Dès le règne de la reine Anne, l’Angleterre prend visiblement le pas sur la France pour l’industrie et le commerce, c’est-à-dire pour tout, car ce progrès suppose et renferme tous les autres. Après la guerre d’Amérique, quand la nation affligée d’avoir perdu sa principale colonie se replie sur elle-même pour chercher dans son propre sein des dédommagemens, son essor devient tout à fait sans rival ; alors parait Adam Smith, qui scrute dans un livre immortel les causes de la richesse et de la grandeur des nations ; alors paraissent les grands inventeurs, comme Arkwright et Watt, qui semblent les instrumens d’Adam Smith pour réaliser ses théories dans la pratique industrielle ; alors parait William Pitt, qui porte le même esprit dans l’administration des affaires publiques ; alors enfin paraissent Arthur Young et Bakewell, qui ne font à leur tour qu’appliquer à l’agriculture les idées nouvelles.

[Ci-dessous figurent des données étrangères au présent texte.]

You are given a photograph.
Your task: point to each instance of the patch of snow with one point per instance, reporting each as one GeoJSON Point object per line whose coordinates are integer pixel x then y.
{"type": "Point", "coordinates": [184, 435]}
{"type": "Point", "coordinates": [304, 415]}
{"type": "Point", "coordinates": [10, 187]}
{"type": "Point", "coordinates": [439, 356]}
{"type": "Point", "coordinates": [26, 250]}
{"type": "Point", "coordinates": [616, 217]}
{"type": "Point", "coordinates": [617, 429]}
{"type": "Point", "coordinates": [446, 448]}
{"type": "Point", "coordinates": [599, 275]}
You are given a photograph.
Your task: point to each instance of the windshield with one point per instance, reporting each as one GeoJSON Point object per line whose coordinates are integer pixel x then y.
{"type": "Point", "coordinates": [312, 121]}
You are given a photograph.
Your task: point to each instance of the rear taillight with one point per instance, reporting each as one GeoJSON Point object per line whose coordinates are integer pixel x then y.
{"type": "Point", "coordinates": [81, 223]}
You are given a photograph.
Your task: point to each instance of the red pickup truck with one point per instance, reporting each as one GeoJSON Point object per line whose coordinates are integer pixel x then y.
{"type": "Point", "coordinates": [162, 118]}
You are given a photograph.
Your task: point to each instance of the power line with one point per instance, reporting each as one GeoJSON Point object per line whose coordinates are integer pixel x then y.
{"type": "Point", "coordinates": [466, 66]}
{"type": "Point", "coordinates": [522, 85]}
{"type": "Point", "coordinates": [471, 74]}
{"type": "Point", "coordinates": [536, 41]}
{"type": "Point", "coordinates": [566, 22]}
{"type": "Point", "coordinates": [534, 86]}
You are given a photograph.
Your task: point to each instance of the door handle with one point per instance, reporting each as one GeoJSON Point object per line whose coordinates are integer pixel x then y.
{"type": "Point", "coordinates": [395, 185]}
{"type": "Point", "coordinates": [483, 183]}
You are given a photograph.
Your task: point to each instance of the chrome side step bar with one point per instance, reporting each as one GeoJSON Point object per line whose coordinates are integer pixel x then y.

Le système d’Arthur Young est fort simple ; il se résume dans un seul mot dont Adam Smith venait de fixer le sens, le marché. Jusque-là, les cultivateurs anglais avaient, comme tous ceux du continent, peu travaillé en vue du marché. La plupart des denrées agricoles se consommaient sur place par les producteurs eux-mêmes, et quoiqu’il s’en vendit plus en Angleterre qu’ailleurs, ce n’était pas l’idée des débouchés qui dominait la production. Arthur Young est le premier qui ait fait comprendre aux agriculteurs anglais l’importance naissante du marché, c’est-à-dire de la vente des denrées agricoles à une population qui ne contribue pas à les produire. Cette population non agricole, peu considérable jusqu’alors, commençait à se développer, et depuis, sa multiplication a été immense, grâce à l’expansion de l’industrie et du commerce.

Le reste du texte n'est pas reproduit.